Assaut de Saint-Denis : la dénonciatrice du terroriste Abaaoud témoigne du jour où elle est devenue "personne"
Un an après l'assaut donné par la police à Saint-Denis contre la planque de deux jihadistes des attentats du 13 novembre, le témoin qui a permis de les localiser sort de son silence. Cette mère de famille "ne regrette rien", mais vit mal l'obligation de se cacher.
Le 18 novembre 2015 à Saint-Denis (Seine-Saint-Denis), le Raid, l'unité d'intervention de la police, donnait l'assaut contre l'appartement où s'était retranché Abdelhamid Abaaoud, l'un des coordonnateurs des attentats du 13-Novembre. La localisation a été permise grâce au témoignage de Sonia*. Cette mère de famille a raconté dans un livre, Témoin, sa vie désormais cachée et protégée. Pourquoi a-t-elle pris la décision d'appeler la police ? A-t-elle mesuré les conséquences de son choix ? Comment vit-elle depuis ? Sonia s'est confiée à franceinfo, vendredi 18 novembre.
"Un monstre devant moi"
La vie de Sonia a été bouleversée le dimanche 15 novembre 2015. Il est 19h00 lorsque la jeune fille qu'elle héberge, Hasna Aït Boulahcen, la cousine d'Abdelhamid Abaaoud, reçoit un coup de téléphone de Belgique. Hasna vit chez Sonia qui la considère un peu comme sa fille. C'est d'ailleurs pour la protéger qu'elle l'accompagne dans la nuit, à Aubervilliers. Téléguidée depuis la Belgique, Hasna assure qu'elle doit aller chercher un petit cousin qui dort dehors. Il s’agit en fait d’Abaaoud, caché depuis quelques jours dans un bosquet, au bord de l'A86. Il se jette dans les bras d'Hasna, qui le surnomme "cousin Claquette".

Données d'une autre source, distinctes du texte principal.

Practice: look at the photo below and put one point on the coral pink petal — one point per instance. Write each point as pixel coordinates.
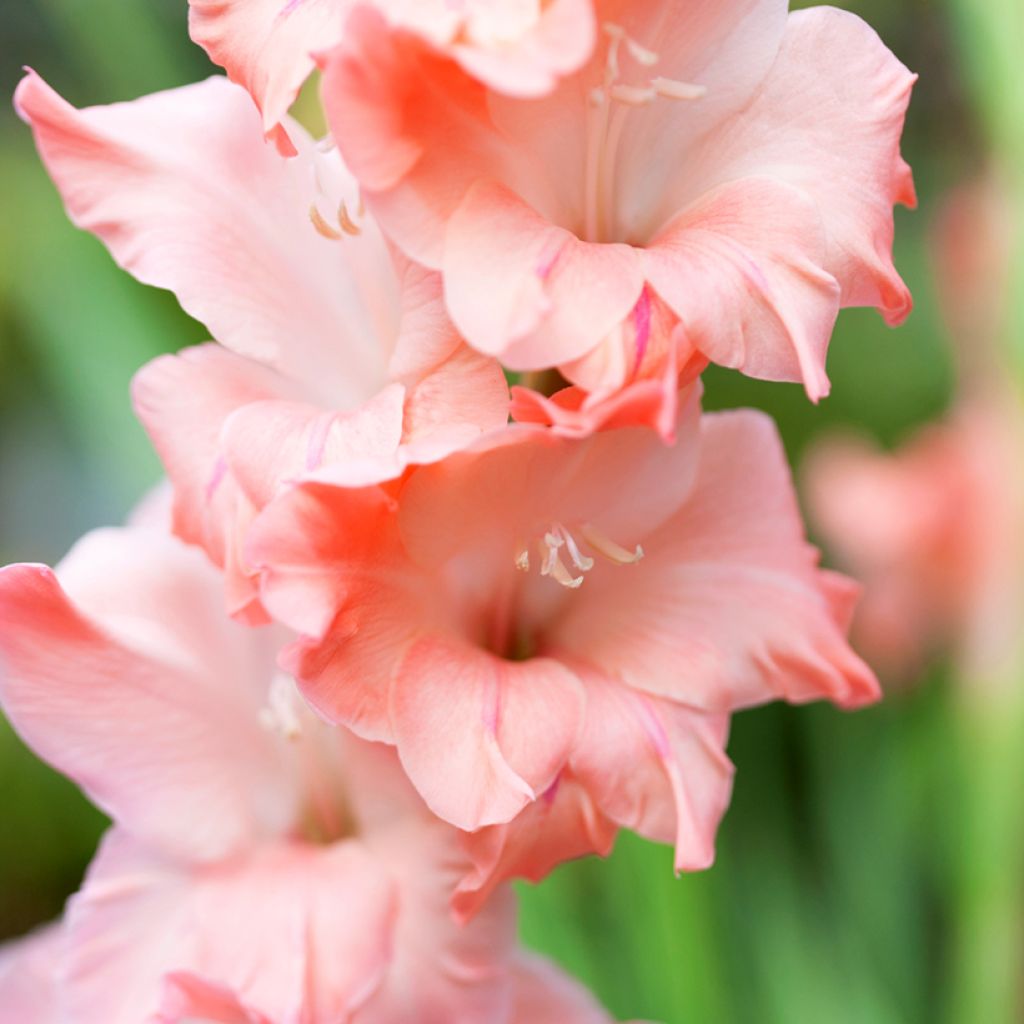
(560, 41)
(139, 638)
(266, 46)
(183, 401)
(268, 444)
(479, 736)
(546, 994)
(30, 968)
(827, 119)
(562, 824)
(741, 268)
(519, 288)
(624, 482)
(728, 607)
(292, 932)
(185, 194)
(655, 767)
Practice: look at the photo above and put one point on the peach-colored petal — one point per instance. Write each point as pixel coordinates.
(527, 291)
(562, 824)
(741, 269)
(29, 977)
(138, 637)
(186, 196)
(294, 932)
(266, 46)
(480, 736)
(545, 994)
(827, 120)
(655, 767)
(727, 607)
(182, 401)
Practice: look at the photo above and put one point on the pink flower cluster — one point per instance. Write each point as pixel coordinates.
(395, 635)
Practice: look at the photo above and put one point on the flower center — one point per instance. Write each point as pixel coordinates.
(558, 542)
(610, 103)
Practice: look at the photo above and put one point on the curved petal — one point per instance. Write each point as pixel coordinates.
(545, 994)
(183, 401)
(561, 825)
(827, 119)
(292, 932)
(728, 607)
(30, 970)
(481, 737)
(133, 683)
(266, 47)
(522, 289)
(186, 196)
(741, 268)
(655, 767)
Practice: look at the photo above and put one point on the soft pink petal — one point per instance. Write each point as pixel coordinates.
(266, 46)
(294, 932)
(741, 268)
(523, 289)
(546, 994)
(183, 401)
(479, 736)
(185, 194)
(562, 824)
(134, 684)
(270, 444)
(500, 497)
(30, 970)
(827, 119)
(655, 767)
(728, 607)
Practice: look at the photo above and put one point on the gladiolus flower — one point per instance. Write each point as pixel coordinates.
(521, 47)
(263, 865)
(731, 162)
(332, 349)
(535, 611)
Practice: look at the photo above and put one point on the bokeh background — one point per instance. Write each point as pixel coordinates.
(870, 867)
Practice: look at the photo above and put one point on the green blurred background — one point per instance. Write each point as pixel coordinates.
(869, 868)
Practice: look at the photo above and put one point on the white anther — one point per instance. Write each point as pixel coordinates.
(632, 95)
(281, 715)
(673, 89)
(580, 560)
(345, 221)
(323, 227)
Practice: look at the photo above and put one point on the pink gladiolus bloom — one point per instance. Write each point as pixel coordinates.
(521, 47)
(332, 350)
(729, 165)
(263, 866)
(538, 612)
(935, 532)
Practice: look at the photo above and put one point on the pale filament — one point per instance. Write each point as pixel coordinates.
(604, 127)
(559, 550)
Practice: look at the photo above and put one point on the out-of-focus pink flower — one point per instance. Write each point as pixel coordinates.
(332, 350)
(936, 532)
(263, 866)
(520, 47)
(537, 612)
(29, 991)
(727, 164)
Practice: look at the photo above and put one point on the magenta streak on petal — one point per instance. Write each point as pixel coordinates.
(641, 324)
(492, 702)
(317, 440)
(219, 470)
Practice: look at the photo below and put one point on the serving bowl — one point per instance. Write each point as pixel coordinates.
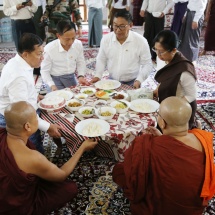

Abaaoud serre la main de Sonia, qu'il n'a jamais vue auparavant. Il est question immédiatement des attentats qui viennent de laisser la France sous le choc. "Directement, quand je lui demande s’il a participé aux attentats du 13-Novembre, il dit : ‘Oui, les terrasses c’est moi’." Sonia tente, sans succès, de lui faire entendre raison, en lui disant qu'il a "tué des innocents, que l'islam, ce n'est pas ça".
J’ai un monstre sanguinaire en face de moi. Il est heureux de ce qu’il a fait et de ce qu’il compte faire. Il pense qu’il n’a personne au-dessus de lui.
Abaaoud explique à Hasna et à Sonia qu'il veut recommencer à frapper. Il prétend qu'il s'est infiltré avec 90 terroristes, parmi un flot des réfugiés, et il en rit. Sonia n'a plus qu'un objectif, le dénoncer à la police. "Pour moi, les victimes avaient besoin du coupable devant elles, pour qu’elles puissent comprendre et voir la froideur de cet être ignoble. Il était impossible pour moi d’être complice. Déjà, être au courant, ça me rendait complice. Laisser agir, ça me rendait coupable."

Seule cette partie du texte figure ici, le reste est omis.